Joint Venture Returns from the Gulf

The Incat Tasmania built ship HSV-X1 Joint Venture has arrived back at Hobart, Tasmania, returning from many months in the Persian Gulf in service with US defence forces.

As the High Speed Vessel HSV-X1 Joint Venture (Incat hull 050) left Tasmanian waters on the evening of September 11, 2001 (AEST) the towers of the World Trade Center fell in New York. The ship which had been chartered for experimental purposes did participate in a number of exercises and experiments but quite quickly went into service in the War against Terrorism.

Joint Venture
has excelled during her deployment in the Persian Gulf in support of Operation Iraqi Freedom. Just hours after Operation Iraqi Freedom began, Joint Venture sped into the shallow Persian Gulf waters near the southern Iraqi port of Umm Qasr, acting as an afloat forward staging base for Marine Fleet Anti-Terrorism Security Teams and Navy SEAL commandos.

On board with the Joint Venture Navy crew is another US Navy team who will form a second crew for the new HSV 2 Swift. The Navy crew joined the vessel in the Middle East for the trip to Hobart as a familiarisation and training run for their forthcoming high speed service on Swift.

Joint Venture
returns to the shipyard at Hobart for a brief period of scheduled maintenance. Arriving under US Navy control on August 14, the ship will be handed over to the US Army during the course of the maintenance period.

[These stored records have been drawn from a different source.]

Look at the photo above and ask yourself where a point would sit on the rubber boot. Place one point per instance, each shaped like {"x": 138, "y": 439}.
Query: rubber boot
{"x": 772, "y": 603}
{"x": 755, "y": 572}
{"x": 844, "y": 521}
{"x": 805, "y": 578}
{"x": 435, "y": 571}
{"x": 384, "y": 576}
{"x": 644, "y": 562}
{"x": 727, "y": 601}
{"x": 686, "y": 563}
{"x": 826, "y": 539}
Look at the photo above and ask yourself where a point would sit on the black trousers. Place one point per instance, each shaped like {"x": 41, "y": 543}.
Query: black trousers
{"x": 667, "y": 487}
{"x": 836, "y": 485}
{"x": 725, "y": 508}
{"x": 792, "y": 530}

Speaking of Joint Venture’s role in the Gulf, the craft’s Commanding Officer, Captain Philip Beierl said, “it performed extremely well, operating in waters as shallow as five metres – a capability the Navy had never previously known.”

“If I had my way, there would be more Incat ships in the Navy,” Captain Beierl said.

In 2001, joint forces from the US Military awarded to Bollinger / Incat USA the charter for a High Speed Craft to be used as an evaluation platform for various trials and demonstrations for the different forces involved.

The 96 metre Wave Piercing Catamaran HSV-X1 Joint Venture became the benchmark for future Fast Sealift acquisitions, thanks to her high operational speed, long-range deployment capabilities, combined with a high deadweight capacity.

Originally a commercial craft which had worked on the route between the North and South Islands of New Zealand, Incat Tasmania modified the 96 metre (313 ft) Incat 050 for the military and she was re-named Joint Venture. A large section of the original passenger accommodation area was removed to make way for the installation of a helo-deck capable of accommodating large military helicopters. Internal fit-out, and other modifications to suit troop transportation were also made.

Joint Venture
is one of four Incat Wave Piercing Catamarans to enter Military service. In 1999 the Royal Australian Navy operated the 86 metre Wave Piercing Catamaran HMAS Jervis Bay during the East Timor crisis. In November 2002, the US Army took acceptance of its first Theater Support Vessel the 98 metre TSV-1X Spearhead, and on August 12 2003 the US Navy took over control of HSV 2 Swift.